The hour of
Vincent Lindon


Posté le 15.10.2015 à 19h20


"When you move right, it's very, very difficult to get the speaking wrong!" -Vincent Lindon

The actor, crowned with the Best Actor Award at the last Cannes Film Festival for his role in The Measure of a Man by Stéphane Brizé, came to present Deadlier Than the Male (Voici le temps des assassins, Litt. The Hour of Assassins) by Julien Duvivier.


LBF_3643© Institut Lumière / Photo Loïc Benoit


The time has come to introduce a film, the very first of Lumière 2015. A warm voice rumbles with passion up to the very top row of the perfectly attuned crowd in the huge sold-out venue. "Two minutes, no more," he promises. It'll end up being 25, counting the applause! It is the time of Vincent Lindon, the admirable actor who has come to express his admiration… to the die-hard film buffs of Lyon: "Thank you for coming without your iPhones!" and for his craft: "I love seeing the work of others (...) We shouldn't be afraid to see amazing films. It's not because I'll see twelve movies with Jean Gabin that immediately the next day, arriving on set, I'll gripe, 'Let me tell you something!' But I'll observe how an actor moves, the way he takes his time, how he handles silences, and a lasting impression will be made, or not, two years later, ten years later."

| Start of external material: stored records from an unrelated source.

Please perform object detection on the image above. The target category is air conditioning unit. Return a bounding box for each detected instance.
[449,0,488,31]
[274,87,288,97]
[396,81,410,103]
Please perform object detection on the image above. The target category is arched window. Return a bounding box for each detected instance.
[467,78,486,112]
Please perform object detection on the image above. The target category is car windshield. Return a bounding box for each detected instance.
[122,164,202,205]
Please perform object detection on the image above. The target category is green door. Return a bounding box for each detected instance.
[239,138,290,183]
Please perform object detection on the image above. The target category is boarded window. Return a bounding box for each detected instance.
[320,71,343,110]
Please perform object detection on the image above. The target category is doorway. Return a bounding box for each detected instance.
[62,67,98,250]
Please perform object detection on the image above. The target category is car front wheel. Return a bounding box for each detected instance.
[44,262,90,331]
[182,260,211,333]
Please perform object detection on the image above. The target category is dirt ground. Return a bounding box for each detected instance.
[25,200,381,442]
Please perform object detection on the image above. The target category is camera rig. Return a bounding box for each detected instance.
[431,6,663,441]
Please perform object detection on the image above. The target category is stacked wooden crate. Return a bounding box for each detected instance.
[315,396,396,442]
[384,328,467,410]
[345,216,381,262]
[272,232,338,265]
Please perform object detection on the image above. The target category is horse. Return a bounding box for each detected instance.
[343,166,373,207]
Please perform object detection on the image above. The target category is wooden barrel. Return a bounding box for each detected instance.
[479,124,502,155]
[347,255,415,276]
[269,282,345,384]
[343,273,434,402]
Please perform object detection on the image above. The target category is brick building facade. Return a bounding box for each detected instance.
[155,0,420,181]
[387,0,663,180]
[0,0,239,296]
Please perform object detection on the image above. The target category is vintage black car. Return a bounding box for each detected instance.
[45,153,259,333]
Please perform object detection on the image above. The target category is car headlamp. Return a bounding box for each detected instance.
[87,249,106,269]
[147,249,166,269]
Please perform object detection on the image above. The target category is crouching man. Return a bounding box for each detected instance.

LBF_3647© Institut Lumière / Photo Loïc Benoit

He also expresses his admiration for the cinema of Duvivier. "One thing that's always driven me mad in this business: those who are abnormally well-considered and those who are abnormally NOT well-considered. One of the tragedies for an artist is not to be held in high regard at the right time, when he needs it!" Vincent Lindon thus derides the New Wave that incessantly apologized for its parricide attempts (of other filmmakers) with consistent insincerity. "At the time, only Renoir acknowledged Duvivier's talent. Renoir, and Gabin, since the latter shot films with him!" Vincent Lindon compares what he considers the daring modernity of Deadlier Than the Male to George Stevens' A Place in the Sun (1951), whose similar cruelty would no longer find its place in today's studio system. Finally, he lets us in on a trade secret in the form of a definitive aphorism: Describing the way Gabin moves in the film, how he handles the pots and pans, takes out a chicken from cold storage, Lindon explains that the actor is always right on key because "when you move well and the gestures are spot on, it's very, very difficult to get the speaking wrong!" And the lights go down in the theater. It is the hour of Voici le temps des Assassins.